Нет. Так нельзя. Она не имеет права. Ради брата. Ради будущего. Боли нет. Шевелиться нельзя. Ресурс ее выносливости еще далеко не исчерпан, она выдержит. Осталось всего десять минут до полуночи.
Пять минут.
Минута…
Часы на стене издали негромкий мелодичный сигнал, и в тот же миг время с грохотом возобновило свой бег. Она судорожно втянула воздух, чувствуя, как сердце разгоняется почти до предельного, смертельно опасного ритма. Холодная кровь с такой скоростью рванулась по жилам, что на миг перед глазами все потемнело. Жестокая боль в оживающем теле впилась миллионами игл в каждое нервное окончание.
Но времени страдать уже не было. Три секунды, внушал ей брат. Всего три секунды. Первая — чтобы выйти из транса, вторая — вложить все силы, без остатка, в рывок по коридору. Если к исходу третьей секунды не достичь слепой зоны теплосканеров, включится тревога.
Сигнализация сработает в любом случае, но — лишь на десятой секунде, поскольку, утратив цель, сканеры должны пройти самодиагностику.
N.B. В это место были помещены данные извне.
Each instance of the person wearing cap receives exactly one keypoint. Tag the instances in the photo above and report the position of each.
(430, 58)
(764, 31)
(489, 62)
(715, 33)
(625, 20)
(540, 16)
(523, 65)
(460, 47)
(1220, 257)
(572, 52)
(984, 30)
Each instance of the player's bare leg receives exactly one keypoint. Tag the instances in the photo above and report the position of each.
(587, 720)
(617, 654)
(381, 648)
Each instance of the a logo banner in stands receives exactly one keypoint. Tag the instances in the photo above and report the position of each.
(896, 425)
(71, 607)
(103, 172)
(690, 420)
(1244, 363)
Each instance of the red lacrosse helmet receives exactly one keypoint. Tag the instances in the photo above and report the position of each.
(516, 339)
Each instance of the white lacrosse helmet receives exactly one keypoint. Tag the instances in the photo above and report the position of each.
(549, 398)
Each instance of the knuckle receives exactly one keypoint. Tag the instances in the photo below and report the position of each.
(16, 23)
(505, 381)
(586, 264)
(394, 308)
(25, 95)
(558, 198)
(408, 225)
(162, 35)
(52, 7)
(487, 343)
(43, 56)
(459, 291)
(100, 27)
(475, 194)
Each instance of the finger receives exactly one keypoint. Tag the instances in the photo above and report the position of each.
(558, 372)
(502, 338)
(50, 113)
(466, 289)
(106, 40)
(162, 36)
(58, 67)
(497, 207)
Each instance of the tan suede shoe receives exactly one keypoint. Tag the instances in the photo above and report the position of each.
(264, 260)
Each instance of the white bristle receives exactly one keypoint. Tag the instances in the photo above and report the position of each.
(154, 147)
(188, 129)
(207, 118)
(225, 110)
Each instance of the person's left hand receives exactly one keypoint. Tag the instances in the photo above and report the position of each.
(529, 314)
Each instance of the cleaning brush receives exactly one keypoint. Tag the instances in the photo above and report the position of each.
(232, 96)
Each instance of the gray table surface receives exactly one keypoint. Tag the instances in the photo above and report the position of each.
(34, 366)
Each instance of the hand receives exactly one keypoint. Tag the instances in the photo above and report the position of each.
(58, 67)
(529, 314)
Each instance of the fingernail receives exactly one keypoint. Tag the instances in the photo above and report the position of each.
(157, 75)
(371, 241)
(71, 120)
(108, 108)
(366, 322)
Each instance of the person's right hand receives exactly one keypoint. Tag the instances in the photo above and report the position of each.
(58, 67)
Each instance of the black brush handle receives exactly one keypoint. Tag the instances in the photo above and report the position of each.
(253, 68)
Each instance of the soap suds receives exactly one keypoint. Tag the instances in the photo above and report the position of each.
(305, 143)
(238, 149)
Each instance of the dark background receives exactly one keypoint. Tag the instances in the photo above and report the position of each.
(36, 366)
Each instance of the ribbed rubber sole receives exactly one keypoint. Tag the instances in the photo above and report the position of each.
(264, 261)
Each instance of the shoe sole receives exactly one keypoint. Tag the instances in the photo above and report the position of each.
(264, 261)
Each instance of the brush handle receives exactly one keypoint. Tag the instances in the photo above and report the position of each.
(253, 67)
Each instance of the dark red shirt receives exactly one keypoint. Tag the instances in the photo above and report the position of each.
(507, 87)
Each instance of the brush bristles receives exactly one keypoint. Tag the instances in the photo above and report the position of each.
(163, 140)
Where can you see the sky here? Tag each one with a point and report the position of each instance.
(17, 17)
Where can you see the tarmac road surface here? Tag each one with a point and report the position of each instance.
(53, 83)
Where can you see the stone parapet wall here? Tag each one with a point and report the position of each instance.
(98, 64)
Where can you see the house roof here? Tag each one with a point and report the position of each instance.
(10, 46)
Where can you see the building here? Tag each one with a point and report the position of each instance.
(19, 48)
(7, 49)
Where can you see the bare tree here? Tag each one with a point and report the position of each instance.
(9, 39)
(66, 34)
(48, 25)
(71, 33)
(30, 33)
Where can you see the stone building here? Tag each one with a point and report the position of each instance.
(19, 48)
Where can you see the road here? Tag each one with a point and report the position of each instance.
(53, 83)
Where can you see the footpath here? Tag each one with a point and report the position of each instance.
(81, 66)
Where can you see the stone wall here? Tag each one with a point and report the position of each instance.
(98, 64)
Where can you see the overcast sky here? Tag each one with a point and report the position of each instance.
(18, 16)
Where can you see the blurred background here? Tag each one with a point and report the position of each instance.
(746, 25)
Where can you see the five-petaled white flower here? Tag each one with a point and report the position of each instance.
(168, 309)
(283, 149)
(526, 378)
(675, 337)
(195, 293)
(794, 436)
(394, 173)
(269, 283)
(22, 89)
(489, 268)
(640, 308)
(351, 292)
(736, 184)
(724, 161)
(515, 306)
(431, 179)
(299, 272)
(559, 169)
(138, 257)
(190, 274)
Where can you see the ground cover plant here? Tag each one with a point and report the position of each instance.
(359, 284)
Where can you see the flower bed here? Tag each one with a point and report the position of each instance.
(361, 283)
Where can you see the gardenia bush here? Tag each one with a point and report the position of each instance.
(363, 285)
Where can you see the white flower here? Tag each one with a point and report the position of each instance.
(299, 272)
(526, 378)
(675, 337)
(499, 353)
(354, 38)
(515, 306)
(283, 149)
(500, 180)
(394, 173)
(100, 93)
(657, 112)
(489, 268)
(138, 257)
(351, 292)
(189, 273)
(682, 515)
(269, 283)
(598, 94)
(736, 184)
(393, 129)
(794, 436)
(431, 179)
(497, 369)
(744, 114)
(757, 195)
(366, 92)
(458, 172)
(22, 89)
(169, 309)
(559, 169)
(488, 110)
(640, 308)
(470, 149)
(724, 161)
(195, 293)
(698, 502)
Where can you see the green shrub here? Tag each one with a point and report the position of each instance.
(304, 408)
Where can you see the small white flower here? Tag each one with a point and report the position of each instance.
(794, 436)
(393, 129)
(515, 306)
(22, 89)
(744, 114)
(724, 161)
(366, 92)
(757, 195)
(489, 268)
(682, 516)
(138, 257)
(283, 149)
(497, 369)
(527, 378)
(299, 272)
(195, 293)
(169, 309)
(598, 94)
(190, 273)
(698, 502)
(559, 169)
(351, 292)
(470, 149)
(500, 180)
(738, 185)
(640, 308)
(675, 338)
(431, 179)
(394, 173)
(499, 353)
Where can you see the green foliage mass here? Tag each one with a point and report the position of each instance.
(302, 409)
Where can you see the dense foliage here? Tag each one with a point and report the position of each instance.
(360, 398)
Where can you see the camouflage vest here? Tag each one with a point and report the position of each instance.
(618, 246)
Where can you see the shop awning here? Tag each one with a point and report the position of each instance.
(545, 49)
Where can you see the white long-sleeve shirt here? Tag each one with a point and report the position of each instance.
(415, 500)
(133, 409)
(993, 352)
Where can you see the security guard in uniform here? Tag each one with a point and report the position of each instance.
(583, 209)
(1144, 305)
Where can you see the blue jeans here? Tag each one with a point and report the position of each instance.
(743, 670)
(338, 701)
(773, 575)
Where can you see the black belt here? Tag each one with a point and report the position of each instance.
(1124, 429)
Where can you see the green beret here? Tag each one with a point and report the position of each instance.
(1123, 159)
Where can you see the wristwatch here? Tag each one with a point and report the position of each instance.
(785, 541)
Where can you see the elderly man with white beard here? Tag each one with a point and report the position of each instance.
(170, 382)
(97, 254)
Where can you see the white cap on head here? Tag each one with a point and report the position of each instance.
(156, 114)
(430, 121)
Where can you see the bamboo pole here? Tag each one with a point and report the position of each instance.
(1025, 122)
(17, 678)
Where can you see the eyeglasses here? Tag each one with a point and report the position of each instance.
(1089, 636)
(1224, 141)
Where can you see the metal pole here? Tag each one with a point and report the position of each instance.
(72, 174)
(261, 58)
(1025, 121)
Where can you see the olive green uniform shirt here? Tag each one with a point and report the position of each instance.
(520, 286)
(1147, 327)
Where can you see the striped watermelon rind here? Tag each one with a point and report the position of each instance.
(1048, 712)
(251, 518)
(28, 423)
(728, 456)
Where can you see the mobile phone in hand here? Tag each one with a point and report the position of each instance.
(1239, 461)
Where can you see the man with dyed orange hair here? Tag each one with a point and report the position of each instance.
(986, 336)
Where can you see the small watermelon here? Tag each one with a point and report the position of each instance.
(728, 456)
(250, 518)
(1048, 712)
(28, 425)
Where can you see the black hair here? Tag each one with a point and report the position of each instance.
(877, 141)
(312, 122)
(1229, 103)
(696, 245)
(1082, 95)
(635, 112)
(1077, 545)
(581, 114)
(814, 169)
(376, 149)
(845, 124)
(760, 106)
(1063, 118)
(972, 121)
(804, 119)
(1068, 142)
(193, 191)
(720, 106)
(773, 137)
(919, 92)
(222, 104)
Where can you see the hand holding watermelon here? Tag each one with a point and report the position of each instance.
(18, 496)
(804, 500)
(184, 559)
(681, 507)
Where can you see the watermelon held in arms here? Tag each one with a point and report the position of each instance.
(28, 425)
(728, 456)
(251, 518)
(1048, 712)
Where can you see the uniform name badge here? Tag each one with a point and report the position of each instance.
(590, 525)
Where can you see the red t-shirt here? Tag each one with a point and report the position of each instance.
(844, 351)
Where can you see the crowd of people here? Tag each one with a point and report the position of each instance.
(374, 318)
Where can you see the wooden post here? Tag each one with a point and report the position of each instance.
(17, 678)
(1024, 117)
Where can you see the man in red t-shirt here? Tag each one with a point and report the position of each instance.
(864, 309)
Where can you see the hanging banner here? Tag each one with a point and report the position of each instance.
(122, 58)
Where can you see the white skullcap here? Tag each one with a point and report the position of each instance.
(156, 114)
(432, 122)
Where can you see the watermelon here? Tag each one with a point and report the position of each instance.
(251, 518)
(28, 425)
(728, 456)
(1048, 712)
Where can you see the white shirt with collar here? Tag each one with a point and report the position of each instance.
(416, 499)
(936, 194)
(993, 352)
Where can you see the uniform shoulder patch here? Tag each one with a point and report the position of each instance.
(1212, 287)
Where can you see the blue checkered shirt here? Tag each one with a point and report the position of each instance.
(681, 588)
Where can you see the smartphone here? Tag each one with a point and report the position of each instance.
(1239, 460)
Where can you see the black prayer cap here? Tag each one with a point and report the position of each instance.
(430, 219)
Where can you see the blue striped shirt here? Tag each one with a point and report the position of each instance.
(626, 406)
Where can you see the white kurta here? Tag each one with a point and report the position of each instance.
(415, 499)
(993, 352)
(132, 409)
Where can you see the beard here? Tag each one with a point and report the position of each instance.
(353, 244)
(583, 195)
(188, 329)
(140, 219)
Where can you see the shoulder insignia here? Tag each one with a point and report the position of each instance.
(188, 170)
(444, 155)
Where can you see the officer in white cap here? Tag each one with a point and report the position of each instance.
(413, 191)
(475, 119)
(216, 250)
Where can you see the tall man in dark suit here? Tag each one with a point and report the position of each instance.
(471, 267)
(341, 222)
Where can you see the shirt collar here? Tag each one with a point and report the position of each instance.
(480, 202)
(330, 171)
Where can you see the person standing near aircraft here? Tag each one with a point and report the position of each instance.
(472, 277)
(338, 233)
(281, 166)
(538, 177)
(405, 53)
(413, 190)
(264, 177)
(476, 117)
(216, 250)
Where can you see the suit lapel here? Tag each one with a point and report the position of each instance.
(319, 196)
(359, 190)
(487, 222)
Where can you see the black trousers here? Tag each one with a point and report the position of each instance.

Человек мог бы решить, что движение ему померещилось, но компьютеры галлюцинациям не подвластны, а потому, едва убедившись, что приборы в порядке, бесстрастная машина включит тревогу.
Рывок удался. Судорожно дыша и корчась от боли в перенапряженных мышцах, она застыла за красивой алюминиевой кадкой с громадным кактусом. Земля в кадке служила отличным экраном от теплосканеров, проектировщики защитной системы этого не учли. Именно здесь начинался путь на волю, который долгие месяцы готовил брат…
На краткий, неуловимый миг она позволила себе зажмуриться от боли. Учитывая обстоятельства, это был настоящий подвиг. Но мгновение слабости прошло; вновь ожили вызубренные до полного автоматизма процедуры. Прижавшись спиной к прохладному алюминию, она зажмурилась и мысленно нащупала скрытую в земле капсулу.
Последний рубеж — теперь все решала удача. Если прибор, дистанционно собранный по крупицам и ни разу ранее не включавшийся, подведет…
Не подвел. Ощутив, как по телу струятся потоки жидкого металла, истекавшего прямо сквозь алюминий, она не удержалась от счастливого вздоха. Брат, брат… Какие же гением ты был…
До включения тревоги оставалось целых две секунды, когда поток призрачной стали иссяк. Теперь беглянку с ног до головы покрывал тонкий слой сверкающей золотистой субстанции, напоминавшей ртуть. При контакте с воздухом, этот металл быстро окислялся и терял свои полумистические свойства, но несколько минут в запасе имелось. Терять их не стоило.